Methodology
Methodology
The criteria we use to classify evidence, render data, and flag uncertainty.
Last updated 2026-05-22
Evidence tier criteria
The badge next to each citation reflects our assessment of where that finding sits on the evidence pyramid. The criteria below are applied conservatively; when in doubt, we downgrade.
Validated
- Peer-reviewed Phase II or later randomized controlled trial in humans, or
- Peer-reviewed systematic review or meta-analysis of human trials, or
- Regulatory dossier (FDA / EMA equivalent) supporting an approved indication, or
- Replication across at least two independent investigator groups.
Pending review
- Single-study finding without independent replication.
- Phase I human study or first-in-human report.
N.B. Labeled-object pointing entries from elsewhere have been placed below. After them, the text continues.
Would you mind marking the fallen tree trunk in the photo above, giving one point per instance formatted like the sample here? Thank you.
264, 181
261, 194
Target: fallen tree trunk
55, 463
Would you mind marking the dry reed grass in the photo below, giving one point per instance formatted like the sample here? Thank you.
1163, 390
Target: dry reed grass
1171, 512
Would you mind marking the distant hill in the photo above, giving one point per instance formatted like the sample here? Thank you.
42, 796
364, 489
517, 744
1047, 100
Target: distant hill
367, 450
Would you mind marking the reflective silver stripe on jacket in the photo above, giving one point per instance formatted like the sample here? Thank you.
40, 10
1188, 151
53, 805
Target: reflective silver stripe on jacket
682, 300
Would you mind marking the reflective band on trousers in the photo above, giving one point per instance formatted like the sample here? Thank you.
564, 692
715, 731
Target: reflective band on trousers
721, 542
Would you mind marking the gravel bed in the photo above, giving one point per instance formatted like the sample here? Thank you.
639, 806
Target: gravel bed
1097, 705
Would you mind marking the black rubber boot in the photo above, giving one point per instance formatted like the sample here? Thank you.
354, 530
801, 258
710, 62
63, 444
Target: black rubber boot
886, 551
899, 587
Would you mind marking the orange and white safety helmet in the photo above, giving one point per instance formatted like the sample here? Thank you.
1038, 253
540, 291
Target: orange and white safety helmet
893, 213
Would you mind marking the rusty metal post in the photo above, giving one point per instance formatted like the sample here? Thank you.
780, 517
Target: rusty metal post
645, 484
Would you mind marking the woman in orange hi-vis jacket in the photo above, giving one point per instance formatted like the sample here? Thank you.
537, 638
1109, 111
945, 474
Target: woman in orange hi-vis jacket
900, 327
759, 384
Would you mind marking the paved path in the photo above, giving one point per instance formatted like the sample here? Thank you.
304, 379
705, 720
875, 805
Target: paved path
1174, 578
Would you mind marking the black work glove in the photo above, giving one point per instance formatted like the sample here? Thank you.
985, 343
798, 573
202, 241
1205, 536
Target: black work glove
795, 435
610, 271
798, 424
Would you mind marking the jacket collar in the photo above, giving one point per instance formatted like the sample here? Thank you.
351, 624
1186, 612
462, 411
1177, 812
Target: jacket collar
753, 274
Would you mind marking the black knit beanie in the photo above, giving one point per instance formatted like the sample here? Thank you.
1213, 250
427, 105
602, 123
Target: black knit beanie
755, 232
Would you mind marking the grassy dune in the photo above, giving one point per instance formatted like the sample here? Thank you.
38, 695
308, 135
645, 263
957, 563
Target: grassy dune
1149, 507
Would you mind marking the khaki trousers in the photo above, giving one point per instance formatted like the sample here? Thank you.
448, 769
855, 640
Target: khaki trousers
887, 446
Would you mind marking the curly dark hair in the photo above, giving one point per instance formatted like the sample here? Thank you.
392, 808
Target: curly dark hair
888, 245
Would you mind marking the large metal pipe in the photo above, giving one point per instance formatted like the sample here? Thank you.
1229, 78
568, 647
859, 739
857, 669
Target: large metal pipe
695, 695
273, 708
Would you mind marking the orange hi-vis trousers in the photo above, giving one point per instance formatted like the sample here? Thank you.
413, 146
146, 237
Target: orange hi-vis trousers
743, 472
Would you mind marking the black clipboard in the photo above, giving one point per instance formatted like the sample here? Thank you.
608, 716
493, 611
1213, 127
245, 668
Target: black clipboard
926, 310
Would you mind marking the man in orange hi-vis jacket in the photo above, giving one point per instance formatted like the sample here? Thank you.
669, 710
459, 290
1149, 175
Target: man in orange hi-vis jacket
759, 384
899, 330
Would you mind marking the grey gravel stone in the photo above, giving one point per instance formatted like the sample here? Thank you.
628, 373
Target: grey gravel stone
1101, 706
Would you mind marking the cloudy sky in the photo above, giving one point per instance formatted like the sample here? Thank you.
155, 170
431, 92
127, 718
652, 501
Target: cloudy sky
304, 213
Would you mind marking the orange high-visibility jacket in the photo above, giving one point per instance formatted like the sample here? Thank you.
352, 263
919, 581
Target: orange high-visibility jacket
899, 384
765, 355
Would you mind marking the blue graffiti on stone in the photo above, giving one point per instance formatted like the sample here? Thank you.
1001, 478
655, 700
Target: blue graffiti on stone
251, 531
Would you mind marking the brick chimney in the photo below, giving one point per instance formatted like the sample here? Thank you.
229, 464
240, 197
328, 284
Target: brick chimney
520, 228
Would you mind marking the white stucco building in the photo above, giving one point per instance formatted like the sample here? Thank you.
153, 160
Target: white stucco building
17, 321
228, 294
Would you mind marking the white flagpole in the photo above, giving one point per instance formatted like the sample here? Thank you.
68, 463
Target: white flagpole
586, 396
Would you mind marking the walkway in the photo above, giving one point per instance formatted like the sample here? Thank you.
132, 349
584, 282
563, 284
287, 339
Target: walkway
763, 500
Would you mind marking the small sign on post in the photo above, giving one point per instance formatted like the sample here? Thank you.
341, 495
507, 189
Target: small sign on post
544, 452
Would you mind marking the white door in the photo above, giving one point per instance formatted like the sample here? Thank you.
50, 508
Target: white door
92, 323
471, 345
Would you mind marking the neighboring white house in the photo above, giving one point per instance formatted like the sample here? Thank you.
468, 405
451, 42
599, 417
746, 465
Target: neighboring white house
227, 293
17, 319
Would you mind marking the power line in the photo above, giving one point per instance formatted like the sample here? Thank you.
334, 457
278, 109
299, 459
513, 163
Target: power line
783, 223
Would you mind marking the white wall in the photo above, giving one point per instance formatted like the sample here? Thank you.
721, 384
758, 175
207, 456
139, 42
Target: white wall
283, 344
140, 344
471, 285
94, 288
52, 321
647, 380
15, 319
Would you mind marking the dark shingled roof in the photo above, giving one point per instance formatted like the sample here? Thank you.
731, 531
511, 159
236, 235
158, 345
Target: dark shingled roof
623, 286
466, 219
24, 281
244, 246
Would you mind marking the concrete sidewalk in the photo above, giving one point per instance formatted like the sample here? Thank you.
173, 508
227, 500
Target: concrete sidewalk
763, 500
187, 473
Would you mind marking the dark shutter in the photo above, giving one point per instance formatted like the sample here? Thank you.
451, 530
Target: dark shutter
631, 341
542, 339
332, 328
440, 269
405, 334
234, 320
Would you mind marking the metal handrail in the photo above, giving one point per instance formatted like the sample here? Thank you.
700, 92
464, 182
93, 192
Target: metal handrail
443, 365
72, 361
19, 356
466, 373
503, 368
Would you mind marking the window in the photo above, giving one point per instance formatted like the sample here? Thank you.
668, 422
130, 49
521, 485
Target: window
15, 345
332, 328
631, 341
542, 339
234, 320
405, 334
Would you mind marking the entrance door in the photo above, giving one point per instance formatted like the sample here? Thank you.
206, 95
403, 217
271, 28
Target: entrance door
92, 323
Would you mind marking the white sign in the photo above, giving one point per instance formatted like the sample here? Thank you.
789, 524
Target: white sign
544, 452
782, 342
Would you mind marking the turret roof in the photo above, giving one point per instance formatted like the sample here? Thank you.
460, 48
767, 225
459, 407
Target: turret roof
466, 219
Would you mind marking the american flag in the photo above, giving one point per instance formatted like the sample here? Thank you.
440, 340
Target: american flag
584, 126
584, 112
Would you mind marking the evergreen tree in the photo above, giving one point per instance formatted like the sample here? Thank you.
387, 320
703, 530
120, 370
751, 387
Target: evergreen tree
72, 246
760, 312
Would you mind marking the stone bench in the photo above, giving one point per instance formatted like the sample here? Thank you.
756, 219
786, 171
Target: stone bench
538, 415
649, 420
- Preprint not yet peer-reviewed.
- Regulatory submission under active review.
Preclinical
- Animal model studies, in-vitro receptor binding, or cell-line work.
- Mechanistic studies without direct clinical translation.
Anecdotal
- Case reports, case series without controls.
- Pharmacovigilance signals not yet causally established.
- Survey or registry observations without comparator.
The 'Verify before publish' flag
Citations marked with the “Verify before publish” chip are entries where the editorial draft is confident in the underlying paper but the precise PMID, DOI, or NCT identifier has not yet been confirmed against the canonical source by a human editor. These flags exist to prevent accidental propagation of mis-cited identifiers. They are removed by a second editor cross-checking each identifier before a draft loses its “Editorial draft” banner.
Pharmacokinetic value rendering
When we list a half-life, bioavailability, or other PK parameter, we cite the source (typically the regulatory label or the registrational PK study). When the literature reports a range or significant inter-individual variation, we attempt to render the mean alongside a brief note on variability rather than a misleadingly precise point estimate.
Regulatory status rendering
The Regulatory Status block on a peptide page reflects the agency-of-record for the jurisdiction selected from the header switcher. Approval status, brand name, and the approved indication are summarized from public agency records. Local commissioning, reimbursement, and prescribing restrictions are not represented in detail. Clinicians should consult the agency's record directly before clinical decisions.
Limits of this methodology
We cannot eliminate every source of error. Regulatory positions change. New trials are reported. Real-world signals revise older safety pictures. Our quarterly review cycle is designed to catch material changes, but readers should treat any individual article as a point-in-time snapshot, with the “Last reviewed” date in the byline marking that point.